Mijaíl Bulgákov. Estuve un rato contemplando el lomo del libro, arrugado, desgastado en algunos lugares, con un trocito de encuadernación colgando por abajo... No, basta, no le prestaré este libro a nadie más. No cuidan nada, demonios. «Grande fue el año 1918 desde el nacimiento de Cristo, y terrible, el segundo desde el inicio de la revolución.»
—Pues no —dije en voz alta—. Ahora voy a leer La novela teatral.No hay nada mejor en el mundo que La novela teatral,me da igual lo que penséis o hagáis.
Y tomé de la balda el tomo de Bulgákov, acaricié la suave encuadernación con los dedos y con la mano, y por enésima vez pensé que no debía tratar a un libro como a una persona viva, que eso era pecado.
A mis espaldas sonó el teléfono y me estremecí, porque ya no estaba allí, sino en una mínima habitación sucia con un diván en el que asomaba un muelle, incómodo como un delirio de Kafka. El costado volvió a dolerme de repente, apreté el libro frío contra mis costillas, me aproximé a la mesa, me dejé caer en el butacón y descolgué el teléfono.

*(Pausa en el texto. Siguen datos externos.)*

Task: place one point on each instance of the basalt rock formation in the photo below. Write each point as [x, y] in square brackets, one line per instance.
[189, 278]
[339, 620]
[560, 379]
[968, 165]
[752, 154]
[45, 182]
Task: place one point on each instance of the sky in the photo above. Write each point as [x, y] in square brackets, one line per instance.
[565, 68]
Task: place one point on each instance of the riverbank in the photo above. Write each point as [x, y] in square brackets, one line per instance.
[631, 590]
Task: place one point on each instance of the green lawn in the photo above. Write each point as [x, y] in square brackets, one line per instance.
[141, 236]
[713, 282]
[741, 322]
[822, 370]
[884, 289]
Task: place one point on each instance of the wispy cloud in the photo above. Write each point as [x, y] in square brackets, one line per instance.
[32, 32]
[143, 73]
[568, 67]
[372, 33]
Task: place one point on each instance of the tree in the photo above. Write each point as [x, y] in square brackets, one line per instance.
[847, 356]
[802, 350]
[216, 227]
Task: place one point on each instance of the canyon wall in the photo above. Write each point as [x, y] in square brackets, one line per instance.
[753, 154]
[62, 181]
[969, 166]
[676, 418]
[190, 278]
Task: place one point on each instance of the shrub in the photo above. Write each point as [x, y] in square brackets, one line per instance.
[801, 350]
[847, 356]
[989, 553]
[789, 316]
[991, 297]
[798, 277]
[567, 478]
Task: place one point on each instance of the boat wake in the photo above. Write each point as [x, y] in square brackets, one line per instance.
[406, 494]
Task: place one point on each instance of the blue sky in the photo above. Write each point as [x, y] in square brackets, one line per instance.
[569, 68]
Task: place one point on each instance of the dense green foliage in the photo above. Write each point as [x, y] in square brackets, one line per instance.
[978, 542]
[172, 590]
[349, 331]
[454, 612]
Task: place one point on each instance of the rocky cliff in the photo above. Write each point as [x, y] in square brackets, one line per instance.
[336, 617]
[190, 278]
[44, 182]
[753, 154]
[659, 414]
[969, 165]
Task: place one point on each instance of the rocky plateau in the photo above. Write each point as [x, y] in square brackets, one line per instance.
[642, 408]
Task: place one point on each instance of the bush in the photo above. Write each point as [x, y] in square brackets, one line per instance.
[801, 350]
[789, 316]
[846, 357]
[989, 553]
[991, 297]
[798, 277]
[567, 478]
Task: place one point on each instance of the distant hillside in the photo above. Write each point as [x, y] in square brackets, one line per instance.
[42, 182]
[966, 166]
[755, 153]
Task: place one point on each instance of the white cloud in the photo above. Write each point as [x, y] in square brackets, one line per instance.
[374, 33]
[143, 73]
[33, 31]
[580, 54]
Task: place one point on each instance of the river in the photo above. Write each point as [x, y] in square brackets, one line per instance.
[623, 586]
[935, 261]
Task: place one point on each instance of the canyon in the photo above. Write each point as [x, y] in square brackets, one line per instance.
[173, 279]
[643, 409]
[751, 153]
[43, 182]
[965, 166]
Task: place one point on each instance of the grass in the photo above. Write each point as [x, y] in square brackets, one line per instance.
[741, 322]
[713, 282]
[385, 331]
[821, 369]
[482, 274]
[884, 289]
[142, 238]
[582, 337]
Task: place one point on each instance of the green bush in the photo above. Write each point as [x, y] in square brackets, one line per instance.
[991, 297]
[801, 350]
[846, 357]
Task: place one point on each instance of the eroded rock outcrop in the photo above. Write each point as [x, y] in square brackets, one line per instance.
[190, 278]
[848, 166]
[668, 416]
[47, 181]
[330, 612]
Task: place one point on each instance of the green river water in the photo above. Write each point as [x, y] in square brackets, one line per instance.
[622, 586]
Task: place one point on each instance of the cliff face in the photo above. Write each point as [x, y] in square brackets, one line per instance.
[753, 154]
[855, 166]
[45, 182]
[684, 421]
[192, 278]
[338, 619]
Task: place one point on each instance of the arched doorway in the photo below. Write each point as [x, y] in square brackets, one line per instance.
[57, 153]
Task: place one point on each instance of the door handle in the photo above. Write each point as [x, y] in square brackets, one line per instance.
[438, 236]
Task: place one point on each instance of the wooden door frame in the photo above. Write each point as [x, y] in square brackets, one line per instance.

Se trataba de Valentín Demchenko. Se me había olvidado completamente que el sábado era el cumpleaños de Sónechka y me invitaban a festejarlo. Me alegré. Me alegré, primero, porque el cumpleaños de Sónechka no se celebra todos los años, y si se celebra eso quiere decir que todo anda bien entre ellos, que están dentro de la franja del bienestar económico, que todos están saludables, que el capitán de corbeta Demchenko, tras emerger de abismos salados, ha enviado una carta alentadora desde la ciudad de Murmansk, y que en general, todo es maravilloso. Y en segundo lugar, me alegré porque al cumpleaños de Sónechka no invitan a cualquiera.